IREU | Summer Projects in Singapore
U.S. undergraduate students may select from amongst the following projects offered by the National University of Singapore for the 2016 summer ACS IREU:
|Project Code||Keywords/Research Interests||Project Mentor|
|NUS.1||biochemistry, membrane biogenesis||Dr. Shu Shin Chng|
|NUS.2||nanomaterials, spectroscopy||Dr. Wee Shong Chin|
|NUS.3||Metal-Organic Frameworks, inorganic chemistry, synthesis||Dr. Zhao Dan|
Understanding the transport mechanisms of the Pseudomonas Quinolone Signal across the cell envelope of Pseudomonas aeruginosa
Pseudomonas aeruginosa is an opportunistic, nosocomial human pathogen that can cause infections in immunocompromised individuals. During infection, the Gram‐negative bacterium resides within multicellular bacterial communities, termed biofilms, which are characterized by their extreme tolerance towards conventional antimicrobial agents. P. aeruginosa biofilms also have a great capacity to evade and counter host innate immune responses through secretion of virulence factors, the production of which are largely controlled by quorum sensing (QS, or cell‐cell signaling) networks. While PQS biosynthesis and gene regulation have been quite well‐studied, little is known about how this hydrophobic molecule is secreted out of the cell and taken up during cell‐cell communication. This project is directed at understanding how PQS is transported across the P. aeruginosa cell envelope, and will involve the use of affinity purification experiments to characterize protein‐protein interactions within the system. This work will provide powerful insights into the complexities of transport of a hydrophobic molecule, such as PQS, across the Gram‐ negative cell envelope, and allow identification of potential anti‐ virulence targets in P. aeruginosa.
Biogenic synthesis of metallic nanoparticles
Conventionally, the “bottom‐up” synthesis of silver nanoparticles (Ag NPs) typically involves the addition of a reducing agent and a capping agent to a silver ion precursor. However, common reducing and capping agents used can be highly toxic and the reactions often employ harmful organic solvents. In this project, biogenic synthesis of (Ag NPs) uses plant extracts in aqueous solution would be studied and explored. Student's with prior experience in synthesis will receive priority.
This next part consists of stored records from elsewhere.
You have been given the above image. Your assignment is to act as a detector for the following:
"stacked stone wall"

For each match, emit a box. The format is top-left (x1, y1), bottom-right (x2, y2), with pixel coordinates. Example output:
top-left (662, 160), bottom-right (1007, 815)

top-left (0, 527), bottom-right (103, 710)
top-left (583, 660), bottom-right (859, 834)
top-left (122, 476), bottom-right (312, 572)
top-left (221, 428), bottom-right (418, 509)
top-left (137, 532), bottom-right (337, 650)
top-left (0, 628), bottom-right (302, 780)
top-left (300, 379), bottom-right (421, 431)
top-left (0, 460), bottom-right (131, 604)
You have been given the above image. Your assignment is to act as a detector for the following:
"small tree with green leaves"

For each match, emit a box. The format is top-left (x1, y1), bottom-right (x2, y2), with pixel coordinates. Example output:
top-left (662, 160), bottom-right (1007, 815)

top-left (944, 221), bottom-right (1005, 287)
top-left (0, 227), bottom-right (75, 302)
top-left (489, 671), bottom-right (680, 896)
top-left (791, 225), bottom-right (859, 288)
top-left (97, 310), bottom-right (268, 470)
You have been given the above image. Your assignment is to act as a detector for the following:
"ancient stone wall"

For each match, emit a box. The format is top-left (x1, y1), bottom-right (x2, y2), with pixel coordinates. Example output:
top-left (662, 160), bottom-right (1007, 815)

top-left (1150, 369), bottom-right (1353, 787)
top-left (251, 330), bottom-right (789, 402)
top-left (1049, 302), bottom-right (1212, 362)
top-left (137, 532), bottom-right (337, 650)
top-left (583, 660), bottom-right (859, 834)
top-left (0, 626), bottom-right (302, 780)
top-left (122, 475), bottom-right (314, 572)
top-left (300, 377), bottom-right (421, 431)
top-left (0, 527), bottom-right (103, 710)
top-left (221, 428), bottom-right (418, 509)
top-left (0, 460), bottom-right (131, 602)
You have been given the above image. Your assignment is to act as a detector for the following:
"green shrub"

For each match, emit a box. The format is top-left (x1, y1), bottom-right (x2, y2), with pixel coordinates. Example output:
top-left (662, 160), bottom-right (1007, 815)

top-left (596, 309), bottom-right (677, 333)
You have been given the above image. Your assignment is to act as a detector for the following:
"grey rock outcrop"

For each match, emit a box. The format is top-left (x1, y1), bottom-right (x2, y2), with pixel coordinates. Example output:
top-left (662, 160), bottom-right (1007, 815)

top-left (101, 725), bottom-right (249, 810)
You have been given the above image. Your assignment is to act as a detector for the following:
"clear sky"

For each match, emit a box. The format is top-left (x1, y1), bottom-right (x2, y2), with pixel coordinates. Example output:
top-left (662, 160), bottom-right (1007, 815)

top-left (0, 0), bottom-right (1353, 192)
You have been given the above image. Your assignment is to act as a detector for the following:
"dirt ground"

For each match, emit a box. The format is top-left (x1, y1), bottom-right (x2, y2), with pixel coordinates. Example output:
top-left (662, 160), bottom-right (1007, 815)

Synthesis of highly microporous metal‐organic frameworks for adsorption‐based gas separation.
Metal‐organic frameworks (MOFs) are an emerging class of crystalline materials composed of tunable organic linkers and metal ions. Because of possessing the diversity of coordinated models of metal ions and functional organic linkers, MOFs are promising to fill a niche for gas separation. This project mainly deals with synthesizing microporous metal‐organic frameworks with suitable pore size (3‐4 Å) for gas separation (CO2/N2, CO2/CH4). By judicious selection of functional ligands, thermodynamic control of MOFs for anchoring polar gas
molecules is expected and resultant MOF materials are evaluated for gas separation.